Converting an existing Django model to Django-MPTT
For a long time I’ve been painfully aware of a glaring inefficiency in my custom blog software built off of Django. A lot of what it does relies on the tree model: folders within folders. Finding all the front-page articles for my main blog means getting all the children of each category, and then any descendants of those children, and so on. Previewing a new blog article can take a minute or more, mainly because of the recursive nature of building the sidebar. There are only seven articles on the front page, but they require looking through a tree with 1,505 articles spread over five levels.
I’ve been aware of various solutions for turning Django into more of a tree-hugger, but they’ve tended either to not work well with an existing installation, or if they did, their documentation hid that. For example, django-mptt until a few years ago hid the very important .rebuild method, which is necessary for building the tree data for an existing dataset.
Having just finished the basic installation, however, django-mptt is very helpful. On my very simple, not very tree-like blog, the Walkerville Weekly Reader, publish time dropped by around 13% to 21%; since it only took about two minutes anyway, that’s not necessarily a big deal. But Mimsy Were the Borogoves, which I’ve been running since the nineties, has a lot more articles and a much more complex structure. Publish time dropped from about 30 minutes to about 10 minutes. That’s worth the installation troubles.
Converting my model to use django-mptt
I installed django-mptt by downloading version 0.8.0, unpacking it, and running setup, but, despite the documentation claiming that it’s okay with Django 1.8.x, it performed an automatic upgrade to Django 1.9.1. I had to downgrade again using:
- sudo pip uninstall django
- sudo pip install django==1.8.8
I’m using django-ajax-selects version 1.3.6, which doesn’t work with Django 1.9.x. While the 1.4 version is compatible with Django 1.9, the 1.4 version doesn’t work on inlines, and inlines are the main reason I use ajax-selects. I have a list of 9,000 URLs and 14,000 pages that can be attached via inline to any page, not to mention the keywords and authors and so forth. Without ajax-select, it takes forever for browsers to render pages because those become pull-down menus.
Converting to django-mptt is very easy. I added this to the top of my models.py:
- from mptt.models import MPTTModel, TreeForeignKey, TreeManager
I had to include TreeManager because I have a custom manager. If you use the standard manager, you shouldn’t need it.
[toggle code]
- class PageManager(models.Manager):
- …
-
class Page(models.Model):
- parent = models.ForeignKey(‘self’, blank=True, null=True)
became:
[toggle code]
- class PageManager(TreeManager):
- …
-
class Page(MPTTModel):
- parent = TreeForeignKey(‘self’, blank=True, null=True)

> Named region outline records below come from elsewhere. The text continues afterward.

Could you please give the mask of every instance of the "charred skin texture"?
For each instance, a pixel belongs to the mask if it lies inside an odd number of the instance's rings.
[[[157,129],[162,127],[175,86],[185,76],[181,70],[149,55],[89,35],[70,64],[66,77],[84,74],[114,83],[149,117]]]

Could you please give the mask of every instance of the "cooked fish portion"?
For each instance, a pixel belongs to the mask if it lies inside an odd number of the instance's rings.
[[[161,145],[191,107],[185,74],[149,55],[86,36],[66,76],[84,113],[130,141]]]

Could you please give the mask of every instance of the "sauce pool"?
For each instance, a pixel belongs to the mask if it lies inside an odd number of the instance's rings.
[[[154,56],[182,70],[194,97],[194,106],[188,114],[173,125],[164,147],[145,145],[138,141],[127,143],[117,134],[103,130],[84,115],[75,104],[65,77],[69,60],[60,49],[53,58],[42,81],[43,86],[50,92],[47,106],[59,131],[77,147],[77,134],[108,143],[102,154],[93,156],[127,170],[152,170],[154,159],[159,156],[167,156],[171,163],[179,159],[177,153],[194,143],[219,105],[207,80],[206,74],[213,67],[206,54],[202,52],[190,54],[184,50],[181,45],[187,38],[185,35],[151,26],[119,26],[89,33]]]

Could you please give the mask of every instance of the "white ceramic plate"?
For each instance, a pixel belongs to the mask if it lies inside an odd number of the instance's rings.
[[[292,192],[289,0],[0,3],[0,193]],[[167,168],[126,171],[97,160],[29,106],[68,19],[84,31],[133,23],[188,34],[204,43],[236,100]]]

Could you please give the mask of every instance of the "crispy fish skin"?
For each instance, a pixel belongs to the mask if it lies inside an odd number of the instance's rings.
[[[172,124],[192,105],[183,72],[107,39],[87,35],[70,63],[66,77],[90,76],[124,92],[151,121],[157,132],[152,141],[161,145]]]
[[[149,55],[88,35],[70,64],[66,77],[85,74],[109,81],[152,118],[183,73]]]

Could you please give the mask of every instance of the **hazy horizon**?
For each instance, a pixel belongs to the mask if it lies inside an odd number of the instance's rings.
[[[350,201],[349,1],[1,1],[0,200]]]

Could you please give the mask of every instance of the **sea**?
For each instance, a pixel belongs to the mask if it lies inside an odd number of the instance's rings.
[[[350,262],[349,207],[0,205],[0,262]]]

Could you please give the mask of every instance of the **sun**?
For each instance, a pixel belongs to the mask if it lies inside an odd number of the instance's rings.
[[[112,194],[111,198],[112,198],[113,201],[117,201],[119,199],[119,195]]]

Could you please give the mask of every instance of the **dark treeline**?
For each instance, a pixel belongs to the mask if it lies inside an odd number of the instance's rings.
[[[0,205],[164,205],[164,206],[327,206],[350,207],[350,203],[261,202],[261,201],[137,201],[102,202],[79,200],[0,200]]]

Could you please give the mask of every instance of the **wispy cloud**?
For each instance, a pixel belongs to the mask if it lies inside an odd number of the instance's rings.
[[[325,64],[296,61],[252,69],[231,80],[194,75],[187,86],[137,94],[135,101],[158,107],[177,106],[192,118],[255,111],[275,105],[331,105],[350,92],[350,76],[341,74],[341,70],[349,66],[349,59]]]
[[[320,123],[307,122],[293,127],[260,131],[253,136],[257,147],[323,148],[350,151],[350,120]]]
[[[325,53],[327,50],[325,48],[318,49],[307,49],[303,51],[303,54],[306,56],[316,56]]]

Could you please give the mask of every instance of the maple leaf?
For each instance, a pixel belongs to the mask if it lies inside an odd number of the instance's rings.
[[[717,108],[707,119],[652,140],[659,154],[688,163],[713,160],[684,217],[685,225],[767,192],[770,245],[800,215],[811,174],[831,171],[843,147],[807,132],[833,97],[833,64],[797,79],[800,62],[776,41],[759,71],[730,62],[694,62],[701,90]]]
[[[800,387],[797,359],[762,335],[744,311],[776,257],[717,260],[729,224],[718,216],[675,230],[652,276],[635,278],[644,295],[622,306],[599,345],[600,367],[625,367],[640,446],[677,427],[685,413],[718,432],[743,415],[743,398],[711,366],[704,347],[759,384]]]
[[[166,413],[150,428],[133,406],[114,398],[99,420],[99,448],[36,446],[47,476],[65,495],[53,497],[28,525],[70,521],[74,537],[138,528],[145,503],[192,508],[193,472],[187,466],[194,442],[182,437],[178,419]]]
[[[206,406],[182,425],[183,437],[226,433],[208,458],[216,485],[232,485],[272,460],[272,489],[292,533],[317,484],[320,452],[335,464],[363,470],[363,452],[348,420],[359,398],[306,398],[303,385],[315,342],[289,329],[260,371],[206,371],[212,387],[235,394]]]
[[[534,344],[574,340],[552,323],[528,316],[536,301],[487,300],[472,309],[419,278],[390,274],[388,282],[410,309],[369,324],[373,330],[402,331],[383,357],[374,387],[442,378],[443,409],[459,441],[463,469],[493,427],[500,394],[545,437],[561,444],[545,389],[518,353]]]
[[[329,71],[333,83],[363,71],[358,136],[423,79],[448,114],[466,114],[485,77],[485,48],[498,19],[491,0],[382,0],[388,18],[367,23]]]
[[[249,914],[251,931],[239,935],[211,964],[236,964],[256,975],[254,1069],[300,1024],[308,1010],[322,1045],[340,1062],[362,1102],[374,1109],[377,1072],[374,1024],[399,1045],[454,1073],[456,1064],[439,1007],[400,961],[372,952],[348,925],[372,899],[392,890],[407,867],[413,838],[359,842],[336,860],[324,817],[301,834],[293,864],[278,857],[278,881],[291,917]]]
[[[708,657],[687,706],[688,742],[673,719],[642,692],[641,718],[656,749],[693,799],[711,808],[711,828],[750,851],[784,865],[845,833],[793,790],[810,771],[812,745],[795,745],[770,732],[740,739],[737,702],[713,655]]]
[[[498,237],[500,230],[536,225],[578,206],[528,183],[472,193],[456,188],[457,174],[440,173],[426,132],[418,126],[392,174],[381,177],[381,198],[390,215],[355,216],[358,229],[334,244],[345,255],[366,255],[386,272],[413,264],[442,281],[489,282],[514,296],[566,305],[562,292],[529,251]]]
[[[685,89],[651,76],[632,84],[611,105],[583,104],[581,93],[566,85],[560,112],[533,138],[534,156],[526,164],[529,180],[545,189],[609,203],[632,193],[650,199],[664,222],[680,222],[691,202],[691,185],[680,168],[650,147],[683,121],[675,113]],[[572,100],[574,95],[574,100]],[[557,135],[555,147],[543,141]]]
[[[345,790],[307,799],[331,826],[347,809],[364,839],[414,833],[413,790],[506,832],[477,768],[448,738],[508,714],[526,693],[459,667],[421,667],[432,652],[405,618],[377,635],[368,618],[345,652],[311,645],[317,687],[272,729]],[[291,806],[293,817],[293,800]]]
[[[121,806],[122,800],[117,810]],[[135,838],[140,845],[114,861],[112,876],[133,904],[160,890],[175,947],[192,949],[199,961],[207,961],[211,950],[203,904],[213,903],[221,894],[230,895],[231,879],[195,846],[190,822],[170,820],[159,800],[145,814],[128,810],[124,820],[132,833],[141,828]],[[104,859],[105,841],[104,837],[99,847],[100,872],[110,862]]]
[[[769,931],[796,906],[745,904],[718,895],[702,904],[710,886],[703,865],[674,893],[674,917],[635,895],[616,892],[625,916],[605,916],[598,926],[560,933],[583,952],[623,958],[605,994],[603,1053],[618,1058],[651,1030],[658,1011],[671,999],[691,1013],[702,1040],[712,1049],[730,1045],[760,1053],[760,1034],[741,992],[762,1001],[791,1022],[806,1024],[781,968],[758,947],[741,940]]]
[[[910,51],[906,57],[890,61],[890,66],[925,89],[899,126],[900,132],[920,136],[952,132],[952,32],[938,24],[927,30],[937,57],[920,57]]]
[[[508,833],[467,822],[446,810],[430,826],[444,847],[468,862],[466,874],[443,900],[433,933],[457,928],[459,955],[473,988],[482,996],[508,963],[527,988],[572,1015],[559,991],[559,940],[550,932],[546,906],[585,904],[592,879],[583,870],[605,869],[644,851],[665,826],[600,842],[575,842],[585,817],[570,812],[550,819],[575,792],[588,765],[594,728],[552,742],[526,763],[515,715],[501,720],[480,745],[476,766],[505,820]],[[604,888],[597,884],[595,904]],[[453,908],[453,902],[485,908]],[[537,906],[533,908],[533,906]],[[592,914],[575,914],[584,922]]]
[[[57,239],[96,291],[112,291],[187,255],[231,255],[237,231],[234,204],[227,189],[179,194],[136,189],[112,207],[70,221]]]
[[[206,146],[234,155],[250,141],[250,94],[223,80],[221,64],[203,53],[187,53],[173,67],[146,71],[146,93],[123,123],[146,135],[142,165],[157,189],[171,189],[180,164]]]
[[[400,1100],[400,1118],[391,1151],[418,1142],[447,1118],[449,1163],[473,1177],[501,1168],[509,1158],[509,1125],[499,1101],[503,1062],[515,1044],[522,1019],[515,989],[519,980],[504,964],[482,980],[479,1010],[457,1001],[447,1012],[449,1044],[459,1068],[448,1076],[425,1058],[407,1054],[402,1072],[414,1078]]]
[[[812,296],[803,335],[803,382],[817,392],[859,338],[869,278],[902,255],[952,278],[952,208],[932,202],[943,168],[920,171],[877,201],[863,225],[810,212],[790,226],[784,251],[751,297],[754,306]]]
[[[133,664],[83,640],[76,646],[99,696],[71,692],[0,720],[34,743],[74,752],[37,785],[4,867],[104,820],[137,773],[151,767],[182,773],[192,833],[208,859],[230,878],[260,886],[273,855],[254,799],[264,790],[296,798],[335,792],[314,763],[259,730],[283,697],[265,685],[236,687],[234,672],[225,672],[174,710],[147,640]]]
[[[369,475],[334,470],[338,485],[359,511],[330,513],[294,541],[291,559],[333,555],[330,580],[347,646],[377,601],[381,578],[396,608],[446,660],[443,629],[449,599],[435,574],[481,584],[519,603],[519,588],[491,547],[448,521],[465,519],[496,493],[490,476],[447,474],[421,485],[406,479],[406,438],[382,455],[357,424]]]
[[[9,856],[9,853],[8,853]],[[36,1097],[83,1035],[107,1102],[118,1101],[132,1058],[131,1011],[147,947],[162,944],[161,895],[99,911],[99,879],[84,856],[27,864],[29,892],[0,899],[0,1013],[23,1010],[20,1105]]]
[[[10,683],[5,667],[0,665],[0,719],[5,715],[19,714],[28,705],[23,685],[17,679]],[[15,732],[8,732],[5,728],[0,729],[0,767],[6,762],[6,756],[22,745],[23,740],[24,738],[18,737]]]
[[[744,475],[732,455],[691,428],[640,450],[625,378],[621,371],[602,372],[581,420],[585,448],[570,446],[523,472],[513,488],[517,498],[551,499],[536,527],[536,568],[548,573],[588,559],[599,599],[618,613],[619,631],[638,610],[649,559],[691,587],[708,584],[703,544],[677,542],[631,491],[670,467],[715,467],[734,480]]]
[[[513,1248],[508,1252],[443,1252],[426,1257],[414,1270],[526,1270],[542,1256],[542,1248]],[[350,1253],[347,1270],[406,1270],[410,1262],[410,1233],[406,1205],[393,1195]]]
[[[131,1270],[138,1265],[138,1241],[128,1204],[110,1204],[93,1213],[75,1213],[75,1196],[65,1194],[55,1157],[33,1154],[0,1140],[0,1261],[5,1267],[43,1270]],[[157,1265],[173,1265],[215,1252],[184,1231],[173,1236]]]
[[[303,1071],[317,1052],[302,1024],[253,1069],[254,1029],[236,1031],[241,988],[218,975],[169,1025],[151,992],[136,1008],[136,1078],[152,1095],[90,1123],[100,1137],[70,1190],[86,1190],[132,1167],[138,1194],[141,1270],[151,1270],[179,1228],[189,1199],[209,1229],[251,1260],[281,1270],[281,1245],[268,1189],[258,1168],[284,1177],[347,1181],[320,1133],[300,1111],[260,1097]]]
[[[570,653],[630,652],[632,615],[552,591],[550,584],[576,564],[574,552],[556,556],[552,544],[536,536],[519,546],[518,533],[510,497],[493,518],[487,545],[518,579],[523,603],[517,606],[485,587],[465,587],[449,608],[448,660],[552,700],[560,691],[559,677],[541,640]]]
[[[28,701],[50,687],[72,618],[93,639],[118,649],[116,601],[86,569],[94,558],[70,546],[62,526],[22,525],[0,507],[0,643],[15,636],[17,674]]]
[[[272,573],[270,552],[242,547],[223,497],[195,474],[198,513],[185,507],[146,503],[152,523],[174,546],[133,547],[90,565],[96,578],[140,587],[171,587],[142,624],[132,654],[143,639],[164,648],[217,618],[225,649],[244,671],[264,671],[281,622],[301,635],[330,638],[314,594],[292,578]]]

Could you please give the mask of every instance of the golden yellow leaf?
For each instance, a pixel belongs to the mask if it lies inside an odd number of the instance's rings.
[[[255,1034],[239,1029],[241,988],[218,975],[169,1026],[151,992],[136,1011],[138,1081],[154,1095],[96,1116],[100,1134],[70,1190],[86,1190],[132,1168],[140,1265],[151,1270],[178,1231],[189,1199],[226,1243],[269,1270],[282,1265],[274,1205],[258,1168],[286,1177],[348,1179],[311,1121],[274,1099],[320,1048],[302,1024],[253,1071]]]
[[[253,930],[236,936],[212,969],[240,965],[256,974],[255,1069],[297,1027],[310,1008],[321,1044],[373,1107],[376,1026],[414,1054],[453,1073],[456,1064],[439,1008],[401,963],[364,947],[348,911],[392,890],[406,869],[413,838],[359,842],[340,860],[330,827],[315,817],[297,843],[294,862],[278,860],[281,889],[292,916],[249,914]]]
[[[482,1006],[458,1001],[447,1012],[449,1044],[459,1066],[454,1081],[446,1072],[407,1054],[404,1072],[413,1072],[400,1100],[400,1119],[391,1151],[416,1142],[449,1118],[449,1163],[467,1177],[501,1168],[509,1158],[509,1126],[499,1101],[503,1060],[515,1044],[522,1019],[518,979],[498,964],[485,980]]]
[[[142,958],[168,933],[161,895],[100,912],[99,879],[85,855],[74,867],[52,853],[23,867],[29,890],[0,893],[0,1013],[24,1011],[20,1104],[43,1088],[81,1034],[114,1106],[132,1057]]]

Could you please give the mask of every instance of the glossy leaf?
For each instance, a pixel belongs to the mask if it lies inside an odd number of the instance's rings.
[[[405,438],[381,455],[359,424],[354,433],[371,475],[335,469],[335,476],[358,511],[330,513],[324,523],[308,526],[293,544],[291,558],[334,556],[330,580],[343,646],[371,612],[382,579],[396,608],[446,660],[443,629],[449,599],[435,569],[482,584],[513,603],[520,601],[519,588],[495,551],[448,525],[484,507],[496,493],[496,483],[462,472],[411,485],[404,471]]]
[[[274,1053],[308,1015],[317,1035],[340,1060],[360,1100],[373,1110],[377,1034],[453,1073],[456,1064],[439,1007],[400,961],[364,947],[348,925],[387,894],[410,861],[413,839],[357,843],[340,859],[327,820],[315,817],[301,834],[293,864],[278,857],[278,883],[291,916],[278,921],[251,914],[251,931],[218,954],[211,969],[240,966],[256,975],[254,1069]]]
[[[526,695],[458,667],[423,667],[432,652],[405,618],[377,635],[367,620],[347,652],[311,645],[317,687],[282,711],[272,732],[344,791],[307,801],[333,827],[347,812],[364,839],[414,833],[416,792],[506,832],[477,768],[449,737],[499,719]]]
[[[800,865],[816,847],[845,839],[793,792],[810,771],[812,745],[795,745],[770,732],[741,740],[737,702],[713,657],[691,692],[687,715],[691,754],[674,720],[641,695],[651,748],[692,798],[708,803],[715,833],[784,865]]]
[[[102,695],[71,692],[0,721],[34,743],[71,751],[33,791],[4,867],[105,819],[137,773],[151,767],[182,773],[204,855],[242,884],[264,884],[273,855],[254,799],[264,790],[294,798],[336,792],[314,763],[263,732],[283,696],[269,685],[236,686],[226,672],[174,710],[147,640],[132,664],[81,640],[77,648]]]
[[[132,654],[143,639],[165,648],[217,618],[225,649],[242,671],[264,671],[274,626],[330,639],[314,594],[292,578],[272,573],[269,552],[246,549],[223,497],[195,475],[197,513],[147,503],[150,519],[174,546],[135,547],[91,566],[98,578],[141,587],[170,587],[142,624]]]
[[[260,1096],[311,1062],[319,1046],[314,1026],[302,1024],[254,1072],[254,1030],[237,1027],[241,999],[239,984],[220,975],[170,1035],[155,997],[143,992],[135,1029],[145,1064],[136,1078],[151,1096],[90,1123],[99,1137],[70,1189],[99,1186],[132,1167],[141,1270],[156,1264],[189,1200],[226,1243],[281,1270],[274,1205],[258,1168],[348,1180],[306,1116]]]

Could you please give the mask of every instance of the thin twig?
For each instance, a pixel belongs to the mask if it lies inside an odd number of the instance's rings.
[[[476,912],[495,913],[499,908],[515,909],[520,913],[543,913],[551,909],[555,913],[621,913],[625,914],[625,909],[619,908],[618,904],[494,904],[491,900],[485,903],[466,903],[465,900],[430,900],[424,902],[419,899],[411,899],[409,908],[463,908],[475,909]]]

I also had a “level” method on my Page model, which I needed to rename because it interfered with the MPTTModel’s level column.
I used “./manage.py sqlall pages” to find the new columns and indexes, and then added them by hand in SQLite:
- ALTER TABLE pages_page ADD COLUMN lft INTEGER UNSIGNED NOT NULL DEFAULT 0;
- ALTER TABLE pages_page ADD COLUMN rght INTEGER UNSIGNED NOT NULL DEFAULT 0;
- ALTER TABLE pages_page ADD COLUMN tree_id INTEGER UNSIGNED NOT NULL DEFAULT 0;
- ALTER TABLE pages_page ADD COLUMN level INTEGER UNSIGNED NOT NULL DEFAULT 0;
- CREATE INDEX "pages_page_329f6fb3" ON "pages_page" ("lft");
- CREATE INDEX "pages_page_e763210f" ON "pages_page" ("rght");
- CREATE INDEX "pages_page_ba470c4a" ON "pages_page" ("tree_id");
- CREATE INDEX "pages_page_20e079f4" ON "pages_page" ("level");
Your index names are likely to be different.
After verifying that everything still worked, I built the tree data:
- Page.objects.rebuild()
It took about ten minutes for it to create the tree data.
At that point, I left it alone for a few days to make sure I hadn’t introduced anything that broke the blog.
Code
Your code changes will depend on your code, of course. In my case, I had two methods that needed to go:
[toggle code]
- #get all levels of responses to a blog article or members of a blog category
-
def getBlogArticles(self):
- articles = self.children().exclude(provider='nisus')
- possiblyUpdated = Page.objects.live().filter(parent__in=articles, provider='db').exclude(pagekey__keyword__key='Voices')
-
for article in possiblyUpdated:
- articles = articles | article.parent.getBlogArticles()
-
if self.blogCategory:
- articles = articles.order_by('rank', '-added')
-
else:
- articles = articles.order_by('-added')
- return articles
- #uses list to reduce size of query, as I think that without it the query is too long for sqlite
-
def alldescendants(self):
- idescendants = list(Page.objects.filter(parent=self).values_list('id', flat=True))
- descendants = []
-
while idescendants:
- descendants.extend(idescendants)
- idescendants = list(Page.objects.filter(parent__in=idescendants).values_list('id', flat=True))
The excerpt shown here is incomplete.